Because of the success that we have recently had with the drag-and-shake retrieve during the first days of our cold-water bass fishing, we will scrupulously test the drag-and-shake retrieve  on our largemouth bass during the rest of this cold-water season.


So far we have determined that day in and day out the best way to employ this tactic is to work with a 1/32-ounce Gopher Mushroom Jig Head and a Z-Man Fishing Products' Rain MinnowZ.  The most fruitful colors have been a pearl Rain MinnowZ and a red jig and a green-pumpkin Rain MinnowZ on a chartreuse jig.

But when the wind blows or we ply lairs that lie in water that is deeper than six feet, we opt of a 1/16-ounce Gopher jig.

In addition, there will be spells when we will have to wield a 3/32-ounce jig. In fact, that occurred on November 29 when we fished a small flatland reservoir that was stained with a heavy algal bloom and the surface temperature of the lake ranged from 45 degree to 49 degrees. On this outing,  we caught the bulk of the bass in two and four feet of water, and for some undeterminable reason these bass preferred the drag and shake to be used with a red 3/32-ounce Gopher and 2 1/2-inch Z-man  ZinkerZ in a Junebug hue rather than the 1/32- and 1/16-ouncers that shallow-water bass typically prefer.  After that experience, we have decided that we will have a 3/32-ouncer rigged with either Rain MinnnowZ or a 2 ½-inch ZinkerZ at the ready all winter long, which will allow us to more efficiently drag and shake these combos into depths of 12 feet of water or more. We will even test it periodically around shallower hideaways when the bass seem to prefer the jig to scratch the bottom more vigorously than the 1/32- and 1/16-ounce   jigs can do.


The drag and shake can be implemented by holding the rod anywhere from the one o'clock position to the five o'clock position. Anglers can select the position that is most comfortable to them or according to the nature of the wind; when the wind is blowing, it best to hold the rod down at the four to five o'clock position. The angler commences to subtly shake the rod as soon as the lure hits the water.  Once the lure reaches the bottom, the angler slowly turns the reel handle, allowing the lure to stay in contact with the bottom, and as the lure moves across the bottom, the angler continues to shake the rod delicately so as not to cause the lure to jump off the bottom.
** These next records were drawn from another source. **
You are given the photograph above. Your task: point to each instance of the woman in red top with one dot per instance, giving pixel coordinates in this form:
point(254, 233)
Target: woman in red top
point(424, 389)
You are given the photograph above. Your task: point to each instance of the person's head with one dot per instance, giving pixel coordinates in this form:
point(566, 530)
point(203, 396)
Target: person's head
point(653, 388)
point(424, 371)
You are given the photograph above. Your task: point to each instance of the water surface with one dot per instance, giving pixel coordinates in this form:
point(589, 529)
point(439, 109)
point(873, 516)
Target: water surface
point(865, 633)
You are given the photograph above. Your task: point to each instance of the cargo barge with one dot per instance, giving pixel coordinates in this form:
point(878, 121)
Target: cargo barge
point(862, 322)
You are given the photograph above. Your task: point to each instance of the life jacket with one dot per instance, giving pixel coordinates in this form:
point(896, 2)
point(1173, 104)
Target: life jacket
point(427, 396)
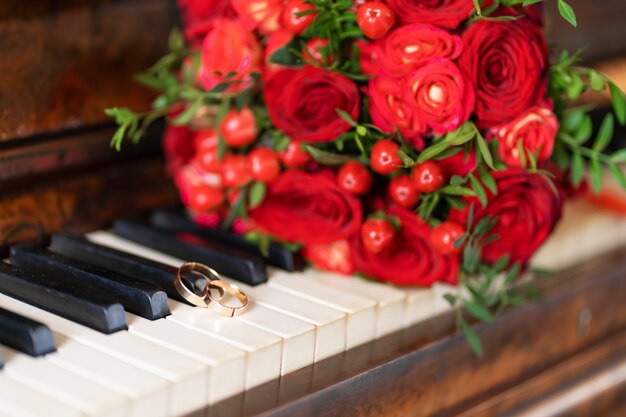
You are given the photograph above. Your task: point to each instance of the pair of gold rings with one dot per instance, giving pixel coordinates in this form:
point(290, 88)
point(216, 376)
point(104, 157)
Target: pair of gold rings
point(205, 298)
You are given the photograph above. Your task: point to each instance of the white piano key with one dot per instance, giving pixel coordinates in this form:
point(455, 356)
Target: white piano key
point(419, 304)
point(390, 301)
point(147, 392)
point(295, 331)
point(19, 400)
point(187, 377)
point(41, 375)
point(227, 364)
point(297, 337)
point(330, 323)
point(361, 311)
point(440, 304)
point(264, 350)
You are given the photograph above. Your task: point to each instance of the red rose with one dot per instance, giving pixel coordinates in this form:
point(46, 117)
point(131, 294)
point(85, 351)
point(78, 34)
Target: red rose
point(367, 57)
point(303, 102)
point(228, 48)
point(410, 260)
point(263, 15)
point(334, 256)
point(389, 109)
point(199, 15)
point(441, 94)
point(535, 129)
point(507, 64)
point(527, 209)
point(307, 208)
point(412, 46)
point(445, 13)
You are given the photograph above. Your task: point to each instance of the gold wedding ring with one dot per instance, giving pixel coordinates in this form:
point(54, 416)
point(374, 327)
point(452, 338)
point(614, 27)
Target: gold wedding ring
point(213, 281)
point(224, 288)
point(194, 267)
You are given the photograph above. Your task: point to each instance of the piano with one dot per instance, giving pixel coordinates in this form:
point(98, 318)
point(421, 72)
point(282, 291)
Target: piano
point(90, 327)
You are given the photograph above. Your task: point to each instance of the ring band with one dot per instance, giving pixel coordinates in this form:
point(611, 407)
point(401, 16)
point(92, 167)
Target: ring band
point(227, 288)
point(189, 295)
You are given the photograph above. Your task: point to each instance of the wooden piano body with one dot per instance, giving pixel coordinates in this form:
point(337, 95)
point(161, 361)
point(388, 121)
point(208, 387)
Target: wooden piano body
point(63, 62)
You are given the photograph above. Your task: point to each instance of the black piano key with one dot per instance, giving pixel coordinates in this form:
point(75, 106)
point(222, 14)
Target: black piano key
point(80, 305)
point(176, 222)
point(136, 296)
point(233, 263)
point(26, 335)
point(146, 270)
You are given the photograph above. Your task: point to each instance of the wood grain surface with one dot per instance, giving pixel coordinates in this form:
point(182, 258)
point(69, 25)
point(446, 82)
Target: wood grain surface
point(427, 370)
point(65, 61)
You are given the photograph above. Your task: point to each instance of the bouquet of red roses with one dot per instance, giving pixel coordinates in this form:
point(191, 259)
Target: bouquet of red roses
point(409, 141)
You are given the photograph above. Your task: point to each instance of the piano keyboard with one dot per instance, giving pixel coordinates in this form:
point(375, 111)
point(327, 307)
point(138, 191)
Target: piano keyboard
point(129, 361)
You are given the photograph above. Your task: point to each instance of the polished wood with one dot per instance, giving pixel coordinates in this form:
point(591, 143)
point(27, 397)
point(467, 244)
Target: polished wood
point(427, 370)
point(84, 200)
point(65, 61)
point(600, 28)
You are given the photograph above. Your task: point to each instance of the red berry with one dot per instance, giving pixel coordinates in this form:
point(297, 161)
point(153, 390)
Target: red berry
point(239, 128)
point(428, 177)
point(443, 236)
point(402, 191)
point(354, 178)
point(204, 139)
point(384, 158)
point(293, 156)
point(313, 52)
point(205, 197)
point(293, 23)
point(207, 158)
point(264, 164)
point(375, 19)
point(235, 171)
point(377, 234)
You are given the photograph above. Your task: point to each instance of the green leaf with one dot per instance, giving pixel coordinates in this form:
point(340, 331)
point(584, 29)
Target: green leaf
point(432, 151)
point(596, 81)
point(619, 156)
point(619, 103)
point(450, 298)
point(328, 158)
point(484, 150)
point(618, 174)
point(584, 131)
point(472, 338)
point(567, 12)
point(264, 245)
point(406, 159)
point(605, 134)
point(189, 113)
point(487, 179)
point(575, 86)
point(596, 174)
point(428, 205)
point(452, 190)
point(256, 194)
point(478, 311)
point(479, 190)
point(457, 181)
point(512, 273)
point(578, 167)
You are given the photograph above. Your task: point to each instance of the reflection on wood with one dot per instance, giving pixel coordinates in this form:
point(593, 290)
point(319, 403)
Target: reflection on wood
point(64, 61)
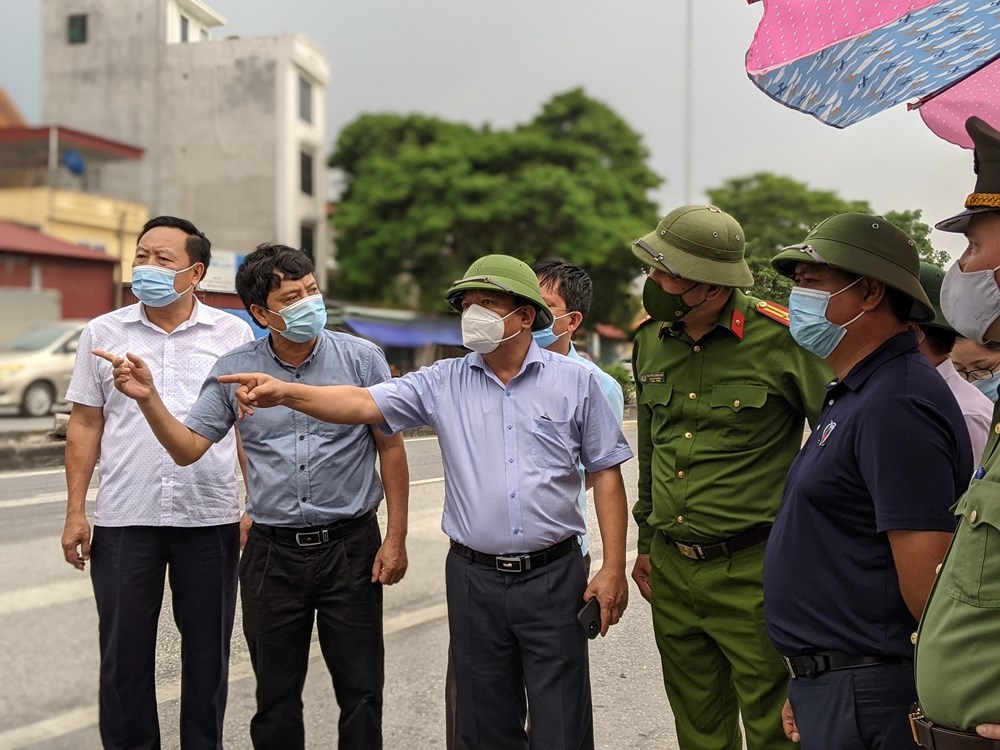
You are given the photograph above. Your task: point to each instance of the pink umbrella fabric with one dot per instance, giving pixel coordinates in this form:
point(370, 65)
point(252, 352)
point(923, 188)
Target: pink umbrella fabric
point(979, 94)
point(845, 60)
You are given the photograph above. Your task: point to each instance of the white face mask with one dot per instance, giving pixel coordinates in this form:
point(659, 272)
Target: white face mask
point(970, 301)
point(482, 329)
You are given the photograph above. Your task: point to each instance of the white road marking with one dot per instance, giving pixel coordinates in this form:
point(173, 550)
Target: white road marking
point(86, 717)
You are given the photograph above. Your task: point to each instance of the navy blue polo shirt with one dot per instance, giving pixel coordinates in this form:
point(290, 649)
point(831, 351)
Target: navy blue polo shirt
point(884, 456)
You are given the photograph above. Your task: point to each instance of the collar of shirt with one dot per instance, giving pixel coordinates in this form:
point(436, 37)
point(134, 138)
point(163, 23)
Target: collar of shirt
point(534, 354)
point(137, 314)
point(898, 345)
point(317, 348)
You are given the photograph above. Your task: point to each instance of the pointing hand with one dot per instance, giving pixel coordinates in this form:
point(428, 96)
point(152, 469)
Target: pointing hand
point(131, 375)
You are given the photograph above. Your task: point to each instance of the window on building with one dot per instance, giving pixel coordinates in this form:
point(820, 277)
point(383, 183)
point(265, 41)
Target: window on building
point(305, 99)
point(307, 240)
point(305, 169)
point(76, 30)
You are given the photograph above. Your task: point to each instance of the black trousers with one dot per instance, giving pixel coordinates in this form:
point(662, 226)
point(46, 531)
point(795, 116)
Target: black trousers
point(284, 588)
point(865, 708)
point(452, 724)
point(127, 568)
point(515, 644)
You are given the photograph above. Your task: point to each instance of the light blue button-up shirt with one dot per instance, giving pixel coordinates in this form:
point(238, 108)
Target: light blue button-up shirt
point(613, 391)
point(510, 452)
point(303, 472)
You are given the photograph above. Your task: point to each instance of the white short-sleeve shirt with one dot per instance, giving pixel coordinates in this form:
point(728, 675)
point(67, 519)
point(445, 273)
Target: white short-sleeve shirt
point(140, 485)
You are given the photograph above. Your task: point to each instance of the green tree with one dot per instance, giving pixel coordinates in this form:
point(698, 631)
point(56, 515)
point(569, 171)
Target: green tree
point(425, 197)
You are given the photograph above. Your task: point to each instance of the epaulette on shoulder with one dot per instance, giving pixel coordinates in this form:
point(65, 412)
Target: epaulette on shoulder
point(774, 311)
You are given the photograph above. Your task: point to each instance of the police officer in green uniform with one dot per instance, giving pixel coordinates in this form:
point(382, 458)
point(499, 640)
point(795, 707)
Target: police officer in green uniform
point(957, 665)
point(723, 394)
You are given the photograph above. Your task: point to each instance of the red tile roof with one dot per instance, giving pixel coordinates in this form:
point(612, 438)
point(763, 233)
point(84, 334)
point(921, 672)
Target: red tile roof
point(15, 238)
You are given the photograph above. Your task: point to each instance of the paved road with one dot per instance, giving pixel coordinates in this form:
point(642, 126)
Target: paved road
point(48, 635)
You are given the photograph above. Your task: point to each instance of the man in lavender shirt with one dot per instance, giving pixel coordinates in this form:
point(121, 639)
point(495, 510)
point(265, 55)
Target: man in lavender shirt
point(513, 421)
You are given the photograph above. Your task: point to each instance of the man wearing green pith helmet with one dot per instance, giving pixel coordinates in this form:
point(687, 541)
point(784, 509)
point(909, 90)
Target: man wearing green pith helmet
point(723, 393)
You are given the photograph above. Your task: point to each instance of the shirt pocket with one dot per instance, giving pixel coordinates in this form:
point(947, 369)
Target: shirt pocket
point(972, 570)
point(736, 413)
point(550, 444)
point(656, 397)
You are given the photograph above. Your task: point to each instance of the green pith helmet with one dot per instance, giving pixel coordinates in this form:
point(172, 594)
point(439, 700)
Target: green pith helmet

In a future blogs we address how anglers about should dissect lairs with this and other finesse retrieves, focusing on the angle and distance of the casts, as well as boat positions. We will also explore tactics for dealing with the wind, which many finesse angler find to be their primary nemesis.
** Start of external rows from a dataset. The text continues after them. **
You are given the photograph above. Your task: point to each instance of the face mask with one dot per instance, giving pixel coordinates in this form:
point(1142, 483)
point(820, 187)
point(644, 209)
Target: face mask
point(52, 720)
Insights about the wintertime behavior of largemouth bass in Canada during the winter:

Gord Pyzer, an In-Fisherman field editor from the Lake of the Woods,Ontario, notes that most anglers in his neck of the woods think that largemouth bass move to deep water and hibernate when ice covers a lake.  But Barry Corbett, the fisheries biologist at theLake of the Woods, tracked several three- and four- pound largemouth for several seasons, following them even under the ice in the winter, and he found that they rarely migrated to deep water. In fact, he has found them inhabiting water as shallow as two and three feet under the ice. Furthermore, Corbett discovered that these bass moved around a lot, noting that they are much more active than most folks thought they would be, and Corbett postulated that these bass made these radical moves in ordered to feed.